Transform Stream into Byte Array

0

Good !!

I have a Stream of a ZIP file of approx. 450 Mb, and I need to convert it to an array of bytes. To do this, MemoryStream (System.IO.MemoryStream) is used by default, it follows the code I used:

Stream receiveStream = response.GetResponseStream();

using (MemoryStream ms = new MemoryStream())
{
    receiveStream.CopyTo(ms);
    byte[] dadosArquivo = ms.ToArray();
}
return dadosArquivo;

The problem is that when using the CopyTo method, an exception of type OutOfMemoryException occurs.
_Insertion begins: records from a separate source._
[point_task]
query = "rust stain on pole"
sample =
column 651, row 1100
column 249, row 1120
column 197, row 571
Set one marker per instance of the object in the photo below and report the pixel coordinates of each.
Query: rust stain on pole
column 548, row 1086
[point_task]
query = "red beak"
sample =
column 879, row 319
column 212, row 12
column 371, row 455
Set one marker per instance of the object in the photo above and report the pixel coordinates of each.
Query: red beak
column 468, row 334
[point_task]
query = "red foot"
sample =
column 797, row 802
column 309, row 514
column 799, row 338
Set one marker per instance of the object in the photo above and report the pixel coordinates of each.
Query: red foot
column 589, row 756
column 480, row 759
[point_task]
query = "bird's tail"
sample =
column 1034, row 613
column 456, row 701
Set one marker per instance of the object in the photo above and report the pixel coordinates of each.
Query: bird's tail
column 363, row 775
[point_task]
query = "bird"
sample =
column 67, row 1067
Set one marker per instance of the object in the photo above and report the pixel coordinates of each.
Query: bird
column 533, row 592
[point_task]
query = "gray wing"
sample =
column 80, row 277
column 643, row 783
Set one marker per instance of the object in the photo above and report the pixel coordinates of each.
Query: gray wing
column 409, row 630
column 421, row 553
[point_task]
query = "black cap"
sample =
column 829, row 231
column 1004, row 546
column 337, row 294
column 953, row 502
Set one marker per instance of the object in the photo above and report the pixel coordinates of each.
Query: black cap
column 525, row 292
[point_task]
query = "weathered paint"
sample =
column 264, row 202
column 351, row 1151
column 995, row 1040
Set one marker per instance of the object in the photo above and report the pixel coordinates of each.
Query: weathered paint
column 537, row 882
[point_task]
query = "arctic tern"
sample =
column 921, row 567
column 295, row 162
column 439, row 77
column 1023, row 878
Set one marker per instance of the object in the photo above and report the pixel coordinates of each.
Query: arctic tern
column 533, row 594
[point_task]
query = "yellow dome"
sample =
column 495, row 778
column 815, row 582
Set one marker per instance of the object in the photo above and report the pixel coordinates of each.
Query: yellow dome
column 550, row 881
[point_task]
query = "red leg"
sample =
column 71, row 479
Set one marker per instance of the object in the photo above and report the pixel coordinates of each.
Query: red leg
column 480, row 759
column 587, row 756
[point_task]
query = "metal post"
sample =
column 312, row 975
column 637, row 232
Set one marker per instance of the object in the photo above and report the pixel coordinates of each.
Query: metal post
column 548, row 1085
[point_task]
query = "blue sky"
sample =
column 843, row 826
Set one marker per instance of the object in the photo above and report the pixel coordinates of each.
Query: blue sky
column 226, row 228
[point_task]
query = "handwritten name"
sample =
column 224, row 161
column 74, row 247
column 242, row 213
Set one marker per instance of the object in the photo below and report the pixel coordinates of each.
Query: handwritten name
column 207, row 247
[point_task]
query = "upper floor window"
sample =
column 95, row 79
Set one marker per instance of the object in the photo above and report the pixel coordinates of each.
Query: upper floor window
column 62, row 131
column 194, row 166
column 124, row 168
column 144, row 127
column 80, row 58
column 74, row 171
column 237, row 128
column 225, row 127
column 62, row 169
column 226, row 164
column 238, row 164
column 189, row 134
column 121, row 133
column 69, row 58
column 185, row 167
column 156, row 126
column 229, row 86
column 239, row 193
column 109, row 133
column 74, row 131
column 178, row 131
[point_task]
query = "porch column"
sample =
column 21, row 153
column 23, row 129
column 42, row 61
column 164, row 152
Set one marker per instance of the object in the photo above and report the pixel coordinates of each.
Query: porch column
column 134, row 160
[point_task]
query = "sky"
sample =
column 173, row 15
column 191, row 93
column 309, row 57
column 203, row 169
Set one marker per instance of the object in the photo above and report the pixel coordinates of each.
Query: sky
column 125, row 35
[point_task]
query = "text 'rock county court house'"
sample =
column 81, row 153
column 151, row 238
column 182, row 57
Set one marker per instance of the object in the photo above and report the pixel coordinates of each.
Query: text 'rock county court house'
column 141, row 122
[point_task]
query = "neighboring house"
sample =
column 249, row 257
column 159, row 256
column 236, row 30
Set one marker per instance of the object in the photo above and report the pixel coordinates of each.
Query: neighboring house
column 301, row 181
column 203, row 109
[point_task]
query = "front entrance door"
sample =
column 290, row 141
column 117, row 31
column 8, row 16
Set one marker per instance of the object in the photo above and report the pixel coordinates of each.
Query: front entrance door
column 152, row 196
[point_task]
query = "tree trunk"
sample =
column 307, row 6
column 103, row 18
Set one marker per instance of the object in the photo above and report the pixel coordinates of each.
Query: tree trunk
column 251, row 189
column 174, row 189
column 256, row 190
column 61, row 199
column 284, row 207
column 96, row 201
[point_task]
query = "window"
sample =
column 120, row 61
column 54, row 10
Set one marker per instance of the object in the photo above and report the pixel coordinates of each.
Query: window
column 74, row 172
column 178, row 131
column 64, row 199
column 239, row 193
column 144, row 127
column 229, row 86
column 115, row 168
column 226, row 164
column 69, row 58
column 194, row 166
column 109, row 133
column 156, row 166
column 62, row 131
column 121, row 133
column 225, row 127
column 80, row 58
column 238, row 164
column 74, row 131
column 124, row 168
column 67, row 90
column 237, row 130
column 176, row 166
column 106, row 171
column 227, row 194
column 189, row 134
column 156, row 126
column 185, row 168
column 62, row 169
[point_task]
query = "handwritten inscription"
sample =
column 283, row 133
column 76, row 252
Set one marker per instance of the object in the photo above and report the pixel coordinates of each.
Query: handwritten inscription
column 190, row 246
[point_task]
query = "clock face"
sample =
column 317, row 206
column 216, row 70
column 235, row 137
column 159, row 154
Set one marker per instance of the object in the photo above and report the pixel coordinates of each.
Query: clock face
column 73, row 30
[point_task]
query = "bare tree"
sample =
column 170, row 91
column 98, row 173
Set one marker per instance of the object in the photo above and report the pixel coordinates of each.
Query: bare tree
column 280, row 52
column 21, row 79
From the tests I've done, the MemoryStream limitation is approx. 256 Mb of Stream size.

Some extra info:

  • This Stream I get via response from an Http request (HttpWebResponse);
  • I use MemoryStream to do this parse, because it was the only form I found in my searches.
  • In relation to memory, I'm using a machine with 6Gb of RAM, I did the same test on another 8Gb machine and the limitation of MemoryStream is the same.

The error StackTrace follows:

System.OutOfMemoryException was caught HResult=-2147024882
  Message=Exceção do tipo 'System.OutOfMemoryException' foi acionada.
  Source=mscorlib
  StackTrace:
       em System.IO.MemoryStream.set_Capacity(Int32 value)
       em System.IO.MemoryStream.EnsureCapacity(Int32 value)
       em System.IO.MemoryStream.Write(Byte[] buffer, Int32 offset, Int32 count)
       em System.IO.Stream.InternalCopyTo(Stream destination, Int32 bufferSize)
       em System.IO.Stream.CopyTo(Stream destination)
       em HiperPdvLibrary.Integracao.Api.ApiRequest.GetByteRequest(HttpStatusCode& status)
  InnerException: 

I wonder if anyone has ever had this situation or do you have any other suggestions for doing this conversion, maybe doing this process in parts?

Hugs

    
asked by anonymous 14.07.2015 / 13:18

2 answers

1
The problem is as follows: MemoryStream starts by allocating a small buffer (for example, a 4-byte array), and when the buffer fills, MemoryStream creates a new buffer with twice the size, copy the contents to the new buffer, and discards the old buffer.

Pseudo-code:

void AddByteToMemoryStream(MemoryStream ms, byte b)
{
    if(ms.Length == ms.Capacity)
    {
        var newBuffer = new byte[ms.Buffer.Capacity];
        ms.Buffer = newBuffer;
    }

    ms.Add(b);
}

So when the buffer reaches 256MB, and we try to read one more byte, a new buffer is created with 512MB - that means at the moment at least 768MB. This is not a problem at first.

But more importantly, there needs to be 512MB of contiguous memory !!! It is likely that the memory space is fragmented, so the allocation fails.

There is no simple way to solve the problem, but I suggest these solutions:

Pre-allocate memory

If you know at the outset that you will receive a 450MB file, try allocating 460MB at the start to avoid unnecessary allocations.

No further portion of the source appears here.